The title for Can You Ever Forgive Me?, shared with the Lee Israel memoir from which it is adapted, may be a quote attributed to famed writer Dorothy Parker. Or, it could be a complete fabrication derived from Israel’s imagination, as she chose Parker as one of the inspirations for forged letters, which she sold to collectors under the guise of authenticity. So adept at forgery was Israel that she claimed she was a better Dorothy Parker than Dorothy Parker.
Though she started forging these letters for money, the whole enterprise is an exercise in the lengths to which people will go for success and admiration. Israel (Melissa McCarthy) had been a successful biographer, but became so overcome with anxiety that she fell into a permanent state of writers’ block. She confesses in the film that she doesn’t find herself very interesting, and so she plays Cyrano for herself: using her words and wit to impersonate those who already have success and admiration.
Israel’s relationship to the writing community is fraught; she doesn’t play the game but still wants recognition for showing up. Her wryness, smarter-than-thou resentment, and general misanthropy are the oil to the water of those donning turtlenecks and pronouncing the “bra” in “macabre” at book parties. “Oh, to be a while male who doesn’t know he’s full of crap,” she laments at Tom Clancy’s prosperity while wallowing in her lack of it.
But it’s unclear why she even wants to be a part of this world. The critique of the world of literary letters is the film’s most fruitful and least explored theme as it applies to Israel’s life. There’s a strong sense that buyers and collectors believe only what they want to believe; that the finding and possession of letters from famous writers grants them access to an elite world that they’d otherwise have no access to. Their pretentiousness comes from a desire to co-opt the fame not of others’ work but of their lives, and to claim ownership over a small slice of history.

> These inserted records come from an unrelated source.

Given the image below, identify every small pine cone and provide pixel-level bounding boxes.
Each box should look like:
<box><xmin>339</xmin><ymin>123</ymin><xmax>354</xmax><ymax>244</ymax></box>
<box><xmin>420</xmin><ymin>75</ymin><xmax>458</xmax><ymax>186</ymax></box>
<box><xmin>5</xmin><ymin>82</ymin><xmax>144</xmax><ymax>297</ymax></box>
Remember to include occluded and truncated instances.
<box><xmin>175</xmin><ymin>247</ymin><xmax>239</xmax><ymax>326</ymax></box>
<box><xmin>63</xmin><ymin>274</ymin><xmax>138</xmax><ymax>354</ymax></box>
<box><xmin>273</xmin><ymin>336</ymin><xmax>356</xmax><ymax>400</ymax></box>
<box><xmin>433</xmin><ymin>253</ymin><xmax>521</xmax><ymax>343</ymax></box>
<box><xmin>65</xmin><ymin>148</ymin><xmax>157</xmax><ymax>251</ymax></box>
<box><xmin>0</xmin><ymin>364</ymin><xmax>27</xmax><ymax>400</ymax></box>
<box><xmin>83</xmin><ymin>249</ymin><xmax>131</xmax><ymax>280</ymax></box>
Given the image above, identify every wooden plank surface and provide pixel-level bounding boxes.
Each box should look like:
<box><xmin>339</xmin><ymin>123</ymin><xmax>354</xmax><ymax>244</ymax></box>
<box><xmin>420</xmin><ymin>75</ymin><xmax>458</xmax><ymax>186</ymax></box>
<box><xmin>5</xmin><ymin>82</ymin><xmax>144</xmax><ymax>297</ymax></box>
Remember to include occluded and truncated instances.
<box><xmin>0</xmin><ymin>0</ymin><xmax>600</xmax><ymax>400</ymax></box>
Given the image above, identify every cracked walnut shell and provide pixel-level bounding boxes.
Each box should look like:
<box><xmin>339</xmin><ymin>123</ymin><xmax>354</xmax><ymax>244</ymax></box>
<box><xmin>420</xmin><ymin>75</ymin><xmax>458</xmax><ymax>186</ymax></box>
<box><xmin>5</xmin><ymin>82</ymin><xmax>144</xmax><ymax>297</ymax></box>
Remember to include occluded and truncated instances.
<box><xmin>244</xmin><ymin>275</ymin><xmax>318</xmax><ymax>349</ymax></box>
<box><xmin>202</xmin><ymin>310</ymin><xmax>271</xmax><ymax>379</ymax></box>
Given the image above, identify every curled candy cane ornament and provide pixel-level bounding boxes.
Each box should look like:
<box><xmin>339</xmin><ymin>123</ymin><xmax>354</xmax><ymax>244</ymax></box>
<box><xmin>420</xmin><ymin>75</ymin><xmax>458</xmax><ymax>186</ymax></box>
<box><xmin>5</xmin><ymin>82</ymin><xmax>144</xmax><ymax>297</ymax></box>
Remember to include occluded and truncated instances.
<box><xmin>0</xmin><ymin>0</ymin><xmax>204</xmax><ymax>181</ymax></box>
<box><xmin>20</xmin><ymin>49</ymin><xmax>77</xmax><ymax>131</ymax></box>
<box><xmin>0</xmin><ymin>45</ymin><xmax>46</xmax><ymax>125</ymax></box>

And isn’t this exactly what Israel is doing in her forgeries? We see what she does, but not how she feels: in the act of forgery, pawning off her work then spending the money she got for it, but rarely any sense of pride or accomplishment, however twisted it may have been. Israel doesn’t have anything to prove to anyone, and seems to only be doing this for money, though we know that that’s not wholly true. The film acts as Israel would in this way: it purposefully doesn’t show us her inner thoughts and keeps her innermost self secret.
Though it can be argued that withholding Israel’s motivations is meant to maintain Israel’s air of enigma. Can You Ever Forgive Me? establishes Israel as someone with loose moral standing from the beginning, as we witness her stealing a coat from a party out of spite. Her frequent alcohol-induced benders result in her losing her job and causing undue harm to others. That McCarthy plays her with the fearful distrust of an abused dog creates a distinct relationship between viewer and subject: she’s a protagonist that begs to be sympathized with but doesn’t command it.
With very little backstory, Israel is presented as a character full of flaws with little in the way of redeemable qualities, and impressively, the film doesn’t provide Israel an excuse for her behavior. As far as we’re aware, she didn’t have a difficult childhood, she wasn’t abused in her past or present, or allowed any other cop-out for an anti-hero, and yet she’s allowed to act as badly as she will. The movie makes no attempt to redeem her personality or behavior because it understands that it doesn’t have to. Can You Ever Forgive Me? is perhaps the only piece of film since the television show Girls that not only allows but embraces its leading woman to be insufferable and unpresentable and filthy. Israel apologies for her actions but not for who she is.
At her own admission, Israel confesses that by committing herself to forgeries gave her a way out of doing real work. Actual writing meant, she said, “opening myself up to criticism, and I’m too much of a coward to do that.” This resolution offers a refreshing sense of ownership, though her spiky personality keeps her redeemability forever in question. Israel finds herself without losing herself, however unpleasant that self may be.